Procurada agora pela Agência Brasil, Iwaloo Cristina Sakamoto alega que foi acusada de um ato que não cometeu. Ao depor na polícia, ela também negou estar envolvida no furto ocorrido na biblioteca da EBA. Em função do episódio da Casa de Ruy Barbosa, Iwaloo ficou detida por quatro meses.
“Eu não estou envolvida. Isso aí está no ano de 2006. Pra te falar a verdade, eu nem me lembro se estive mesmo no Rio em 2006. Agora, eu não estou envolvida. Eu nunca fui a essa faculdade. Eu nem sei onde ela fica”, disse Iwaloo que, no entanto, admitiu ter ido à Biblioteca Nacional. “Se eu estive na Biblioteca Nacional foi em caráter de passeio, de turismo no Rio de Janeiro, nada mais além disso”, acrescentou.
Iwaloo Sakamoto atribuiu o fato de ter sido acusada do furto à relação de amizade que mantém com Laéssio Rodrigues de Oliveira. “Pelo fato de eu ter amizade com o Laéssio, não significa que eu participe das mesmas coisas que ele. Aliás, fui presa por causa disso, por minha amizade com ele.”
Depois de quatro meses na Penitenciária Bangu 7, Iwaloo, que estava grávida, ganhou a liberdade cinco dias antes de seu filho nascer. Desde então, responde em liberdade ao processo que corre sobre o furto na Casa de Ruy Barbosa, caso em que ela também alega inocência.
“Na Fundação Rui Barbosa, eu não roubei nada lá, entendeu? Simplesmente foi feito um favor para um amigo do Laéssio. Eu só fui lá para verificar, mas nada além disso. Eu não levei nada, eles não têm como provar, porque eu realmente não fiz nada. Eles estão me indiciando. Dizem que este mercado [furto de obras raras] é o quarto maior de coisas ilícitas, mas eu moro de aluguel, eu estou grávida e meu filho não tem nenhum enxoval. Eu não tenho dinheiro e não tenho como, você me entende? Eu só estou gastando dinheiro com advogado. Se eu tivesse ganho algum tipo de lucro, eu não tive lucro nenhum. Só prejuízo”, relatou a acusada.

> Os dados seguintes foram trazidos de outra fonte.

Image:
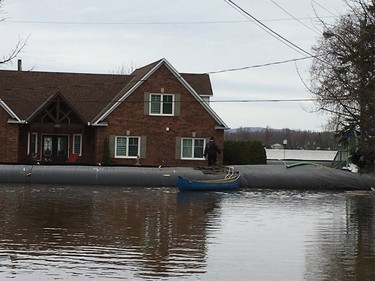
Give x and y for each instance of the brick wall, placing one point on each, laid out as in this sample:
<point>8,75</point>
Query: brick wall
<point>8,139</point>
<point>161,131</point>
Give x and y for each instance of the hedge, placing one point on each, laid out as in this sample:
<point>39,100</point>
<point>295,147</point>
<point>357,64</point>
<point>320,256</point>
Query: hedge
<point>244,153</point>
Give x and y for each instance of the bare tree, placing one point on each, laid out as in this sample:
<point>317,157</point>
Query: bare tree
<point>15,51</point>
<point>342,75</point>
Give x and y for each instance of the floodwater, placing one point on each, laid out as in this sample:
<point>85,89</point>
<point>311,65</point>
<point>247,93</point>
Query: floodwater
<point>118,233</point>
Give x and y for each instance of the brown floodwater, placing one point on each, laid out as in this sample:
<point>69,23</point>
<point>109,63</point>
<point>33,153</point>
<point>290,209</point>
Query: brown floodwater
<point>120,233</point>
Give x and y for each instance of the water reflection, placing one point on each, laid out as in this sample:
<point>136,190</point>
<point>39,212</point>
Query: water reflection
<point>102,233</point>
<point>344,248</point>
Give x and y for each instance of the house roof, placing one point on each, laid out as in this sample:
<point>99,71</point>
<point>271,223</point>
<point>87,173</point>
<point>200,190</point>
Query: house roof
<point>94,96</point>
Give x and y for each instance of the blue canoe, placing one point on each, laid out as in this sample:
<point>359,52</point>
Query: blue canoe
<point>228,183</point>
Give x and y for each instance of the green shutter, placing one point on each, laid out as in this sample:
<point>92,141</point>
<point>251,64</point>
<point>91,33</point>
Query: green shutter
<point>112,146</point>
<point>143,147</point>
<point>146,103</point>
<point>177,104</point>
<point>178,147</point>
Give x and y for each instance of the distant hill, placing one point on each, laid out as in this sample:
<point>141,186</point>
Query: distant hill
<point>296,139</point>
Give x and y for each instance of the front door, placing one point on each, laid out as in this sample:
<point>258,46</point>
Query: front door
<point>55,149</point>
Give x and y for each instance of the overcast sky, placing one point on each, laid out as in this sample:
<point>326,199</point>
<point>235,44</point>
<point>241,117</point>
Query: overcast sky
<point>196,36</point>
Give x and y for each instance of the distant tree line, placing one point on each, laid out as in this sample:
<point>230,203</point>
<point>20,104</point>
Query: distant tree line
<point>295,139</point>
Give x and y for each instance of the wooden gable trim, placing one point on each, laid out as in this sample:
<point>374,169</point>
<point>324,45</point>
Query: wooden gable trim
<point>124,93</point>
<point>13,116</point>
<point>49,101</point>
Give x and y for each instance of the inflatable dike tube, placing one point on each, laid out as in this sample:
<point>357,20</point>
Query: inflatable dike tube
<point>314,177</point>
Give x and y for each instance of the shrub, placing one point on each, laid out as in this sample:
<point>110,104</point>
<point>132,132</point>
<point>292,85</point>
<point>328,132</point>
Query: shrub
<point>244,153</point>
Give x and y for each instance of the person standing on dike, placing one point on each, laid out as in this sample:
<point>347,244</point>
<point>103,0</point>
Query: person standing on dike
<point>210,152</point>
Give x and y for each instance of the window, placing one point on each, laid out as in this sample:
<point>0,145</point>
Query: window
<point>77,144</point>
<point>127,147</point>
<point>33,144</point>
<point>192,148</point>
<point>161,104</point>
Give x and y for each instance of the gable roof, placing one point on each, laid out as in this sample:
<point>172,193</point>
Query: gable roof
<point>94,96</point>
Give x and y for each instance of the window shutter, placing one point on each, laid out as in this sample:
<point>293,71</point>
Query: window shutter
<point>178,147</point>
<point>146,103</point>
<point>111,141</point>
<point>143,147</point>
<point>177,104</point>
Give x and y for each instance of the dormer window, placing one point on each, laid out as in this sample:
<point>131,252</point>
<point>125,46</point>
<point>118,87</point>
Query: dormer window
<point>161,104</point>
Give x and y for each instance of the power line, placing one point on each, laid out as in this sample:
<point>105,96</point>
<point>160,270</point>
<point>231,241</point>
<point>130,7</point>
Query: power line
<point>257,65</point>
<point>294,18</point>
<point>268,29</point>
<point>152,23</point>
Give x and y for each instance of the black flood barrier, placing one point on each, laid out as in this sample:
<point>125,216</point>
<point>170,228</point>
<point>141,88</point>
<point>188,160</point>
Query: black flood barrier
<point>315,177</point>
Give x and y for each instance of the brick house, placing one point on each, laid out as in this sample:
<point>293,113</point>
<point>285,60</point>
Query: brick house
<point>155,116</point>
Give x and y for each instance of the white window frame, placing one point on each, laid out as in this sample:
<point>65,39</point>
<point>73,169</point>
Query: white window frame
<point>80,144</point>
<point>192,148</point>
<point>127,147</point>
<point>161,105</point>
<point>29,149</point>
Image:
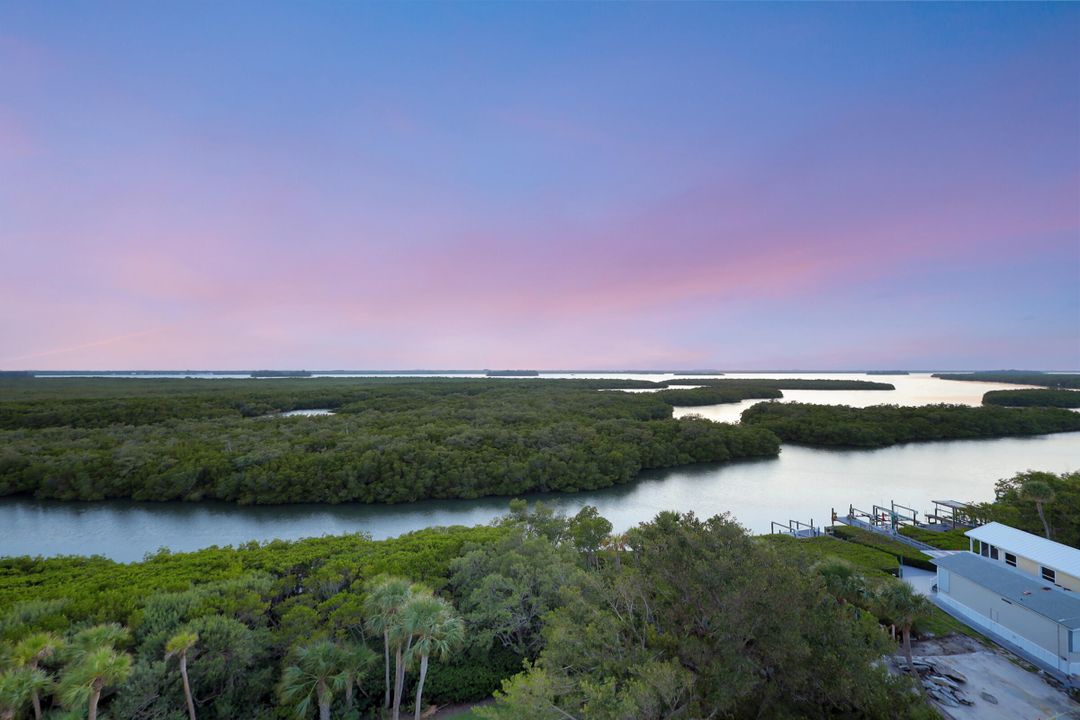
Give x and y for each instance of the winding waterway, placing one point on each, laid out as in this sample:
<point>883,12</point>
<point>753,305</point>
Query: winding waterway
<point>801,484</point>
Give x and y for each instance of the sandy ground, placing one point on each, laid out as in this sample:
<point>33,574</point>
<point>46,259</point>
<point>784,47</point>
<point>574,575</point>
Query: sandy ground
<point>1021,694</point>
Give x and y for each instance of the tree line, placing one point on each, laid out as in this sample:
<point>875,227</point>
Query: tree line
<point>678,616</point>
<point>1039,502</point>
<point>881,425</point>
<point>1064,398</point>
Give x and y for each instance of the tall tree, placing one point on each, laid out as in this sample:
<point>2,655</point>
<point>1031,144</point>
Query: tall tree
<point>386,598</point>
<point>904,607</point>
<point>16,689</point>
<point>31,651</point>
<point>1038,491</point>
<point>96,670</point>
<point>435,629</point>
<point>179,644</point>
<point>311,676</point>
<point>355,662</point>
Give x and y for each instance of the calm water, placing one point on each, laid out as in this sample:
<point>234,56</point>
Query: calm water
<point>915,389</point>
<point>802,484</point>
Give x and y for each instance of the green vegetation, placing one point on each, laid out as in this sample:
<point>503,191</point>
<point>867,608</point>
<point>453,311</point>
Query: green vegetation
<point>1043,503</point>
<point>881,425</point>
<point>679,615</point>
<point>869,560</point>
<point>706,622</point>
<point>948,540</point>
<point>863,567</point>
<point>903,553</point>
<point>1065,398</point>
<point>1017,377</point>
<point>389,440</point>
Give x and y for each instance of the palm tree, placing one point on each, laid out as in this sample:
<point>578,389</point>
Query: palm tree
<point>18,687</point>
<point>904,607</point>
<point>1039,492</point>
<point>355,661</point>
<point>435,629</point>
<point>94,671</point>
<point>84,642</point>
<point>312,675</point>
<point>386,597</point>
<point>179,644</point>
<point>842,580</point>
<point>32,650</point>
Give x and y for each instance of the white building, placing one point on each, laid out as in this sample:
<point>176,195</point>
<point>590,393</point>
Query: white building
<point>1021,587</point>
<point>1035,555</point>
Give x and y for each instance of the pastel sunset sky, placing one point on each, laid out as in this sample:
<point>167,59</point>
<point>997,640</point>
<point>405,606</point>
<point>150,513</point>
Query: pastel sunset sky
<point>544,186</point>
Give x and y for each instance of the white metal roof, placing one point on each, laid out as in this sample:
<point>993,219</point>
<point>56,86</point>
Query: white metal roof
<point>1044,552</point>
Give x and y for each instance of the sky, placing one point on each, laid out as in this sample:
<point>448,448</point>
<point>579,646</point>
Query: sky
<point>595,186</point>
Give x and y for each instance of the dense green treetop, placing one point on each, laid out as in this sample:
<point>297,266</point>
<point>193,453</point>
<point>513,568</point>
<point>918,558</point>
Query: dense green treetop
<point>389,440</point>
<point>1015,505</point>
<point>678,613</point>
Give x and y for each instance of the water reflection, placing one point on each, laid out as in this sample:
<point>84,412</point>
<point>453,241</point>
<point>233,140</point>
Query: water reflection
<point>801,484</point>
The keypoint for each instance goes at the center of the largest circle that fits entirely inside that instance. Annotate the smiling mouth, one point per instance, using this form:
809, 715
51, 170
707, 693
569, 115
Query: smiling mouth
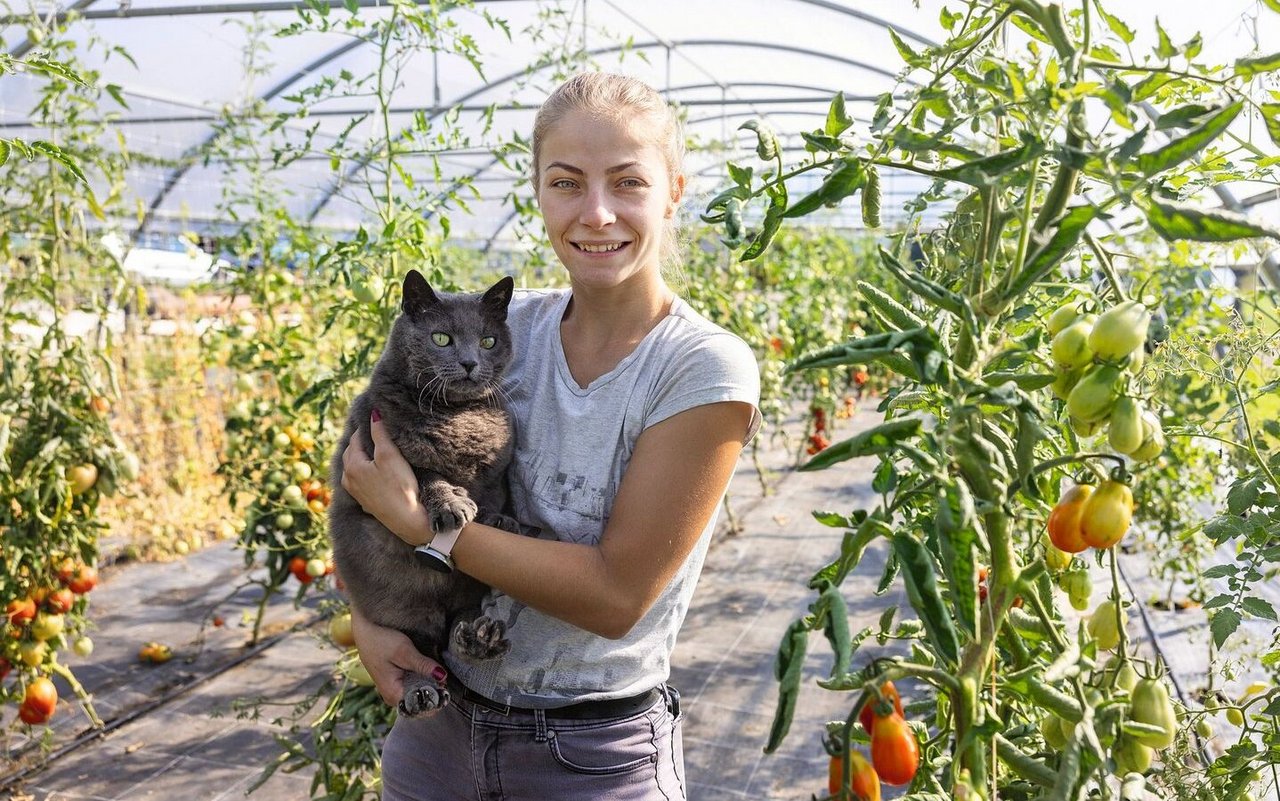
600, 248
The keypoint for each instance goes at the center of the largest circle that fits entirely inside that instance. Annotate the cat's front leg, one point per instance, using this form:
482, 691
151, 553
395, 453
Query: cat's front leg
448, 507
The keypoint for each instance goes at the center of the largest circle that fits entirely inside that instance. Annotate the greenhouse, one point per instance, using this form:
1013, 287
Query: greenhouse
937, 341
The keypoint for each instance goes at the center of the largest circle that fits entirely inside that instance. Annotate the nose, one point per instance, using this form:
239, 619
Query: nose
595, 210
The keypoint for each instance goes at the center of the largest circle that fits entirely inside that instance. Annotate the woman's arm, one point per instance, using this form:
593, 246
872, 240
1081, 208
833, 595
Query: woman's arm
676, 477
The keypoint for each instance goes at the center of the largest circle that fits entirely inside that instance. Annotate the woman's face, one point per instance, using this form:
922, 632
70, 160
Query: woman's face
606, 196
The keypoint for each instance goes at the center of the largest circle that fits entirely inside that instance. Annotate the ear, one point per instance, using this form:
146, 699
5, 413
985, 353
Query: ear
497, 298
677, 192
417, 293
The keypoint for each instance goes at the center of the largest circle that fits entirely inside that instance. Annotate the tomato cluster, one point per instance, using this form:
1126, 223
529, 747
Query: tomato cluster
895, 750
1096, 356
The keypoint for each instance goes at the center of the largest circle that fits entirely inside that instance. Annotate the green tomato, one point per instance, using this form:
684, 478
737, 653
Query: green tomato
1125, 433
1119, 332
1092, 398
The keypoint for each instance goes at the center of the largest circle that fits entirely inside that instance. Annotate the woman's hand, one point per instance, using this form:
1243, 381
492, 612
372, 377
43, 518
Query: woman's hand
385, 485
388, 655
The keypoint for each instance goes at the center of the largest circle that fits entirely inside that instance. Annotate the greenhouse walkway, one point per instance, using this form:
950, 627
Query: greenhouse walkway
172, 731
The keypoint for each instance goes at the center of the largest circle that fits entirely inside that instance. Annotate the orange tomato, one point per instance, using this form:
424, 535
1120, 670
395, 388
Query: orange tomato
867, 715
895, 753
1064, 521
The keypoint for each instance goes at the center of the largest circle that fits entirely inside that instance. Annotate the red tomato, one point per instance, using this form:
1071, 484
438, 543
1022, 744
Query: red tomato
895, 753
41, 696
868, 714
21, 610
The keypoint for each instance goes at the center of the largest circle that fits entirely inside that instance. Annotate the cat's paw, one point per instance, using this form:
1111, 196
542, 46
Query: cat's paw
481, 639
452, 512
421, 695
498, 520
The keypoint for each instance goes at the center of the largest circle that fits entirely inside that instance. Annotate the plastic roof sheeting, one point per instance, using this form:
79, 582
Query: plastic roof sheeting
726, 60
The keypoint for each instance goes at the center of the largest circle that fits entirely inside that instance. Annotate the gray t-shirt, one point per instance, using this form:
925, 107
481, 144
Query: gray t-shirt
572, 447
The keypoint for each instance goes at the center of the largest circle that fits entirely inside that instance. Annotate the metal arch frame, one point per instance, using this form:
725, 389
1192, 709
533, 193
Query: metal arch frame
607, 50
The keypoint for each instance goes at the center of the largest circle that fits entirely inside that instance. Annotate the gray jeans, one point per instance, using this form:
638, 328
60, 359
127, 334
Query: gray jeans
469, 753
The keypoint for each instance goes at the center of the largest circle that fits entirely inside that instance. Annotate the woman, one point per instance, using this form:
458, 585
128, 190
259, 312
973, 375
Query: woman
631, 412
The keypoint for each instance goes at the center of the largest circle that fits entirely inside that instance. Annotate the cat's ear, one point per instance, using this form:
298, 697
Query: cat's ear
417, 293
497, 298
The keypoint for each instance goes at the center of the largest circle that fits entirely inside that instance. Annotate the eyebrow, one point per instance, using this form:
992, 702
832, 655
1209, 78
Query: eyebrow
570, 168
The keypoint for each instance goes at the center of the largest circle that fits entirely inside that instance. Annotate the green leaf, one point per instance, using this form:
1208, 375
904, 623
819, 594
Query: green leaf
1116, 24
837, 118
840, 183
56, 154
1271, 119
1165, 47
910, 56
1247, 68
1182, 117
1194, 141
1224, 625
1203, 225
881, 439
1258, 608
922, 590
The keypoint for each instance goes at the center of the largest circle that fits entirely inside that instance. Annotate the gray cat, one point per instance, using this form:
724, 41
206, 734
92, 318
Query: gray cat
435, 387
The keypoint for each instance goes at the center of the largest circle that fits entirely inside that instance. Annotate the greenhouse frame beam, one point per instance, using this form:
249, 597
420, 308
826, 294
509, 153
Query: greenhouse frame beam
438, 110
611, 49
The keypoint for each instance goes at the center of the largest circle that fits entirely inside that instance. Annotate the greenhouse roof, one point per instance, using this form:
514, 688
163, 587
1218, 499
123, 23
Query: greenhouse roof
725, 62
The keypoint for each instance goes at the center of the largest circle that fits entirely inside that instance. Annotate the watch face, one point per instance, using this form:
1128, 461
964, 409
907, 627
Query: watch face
434, 559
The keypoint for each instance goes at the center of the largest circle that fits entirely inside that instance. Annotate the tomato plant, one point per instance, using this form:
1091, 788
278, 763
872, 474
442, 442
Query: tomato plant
1028, 367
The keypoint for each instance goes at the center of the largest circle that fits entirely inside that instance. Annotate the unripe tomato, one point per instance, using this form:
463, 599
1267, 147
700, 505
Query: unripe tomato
1095, 394
863, 782
1104, 627
1064, 383
1064, 521
1125, 431
1132, 756
46, 626
82, 477
1063, 316
1070, 347
1119, 330
1152, 439
895, 753
1151, 705
1106, 515
868, 714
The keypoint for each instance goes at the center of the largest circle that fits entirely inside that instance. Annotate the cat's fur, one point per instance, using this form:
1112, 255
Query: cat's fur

Por intermédio da assessoria de comunicação do MPF no Rio, o procurador José Guilherme Ferraz disse que, no momento, não tem mais nada a informar sobre a denúncia enviada à Justiça Federal, além do que já disse no início de janeiro. Se for condenada na Ação Penal 0812174-92/2007, que tramita na 4ª Vara Federal Criminal do Rio, Iwaloo Cristina Sakamoto pode pegar de dois a oito anos de prisão.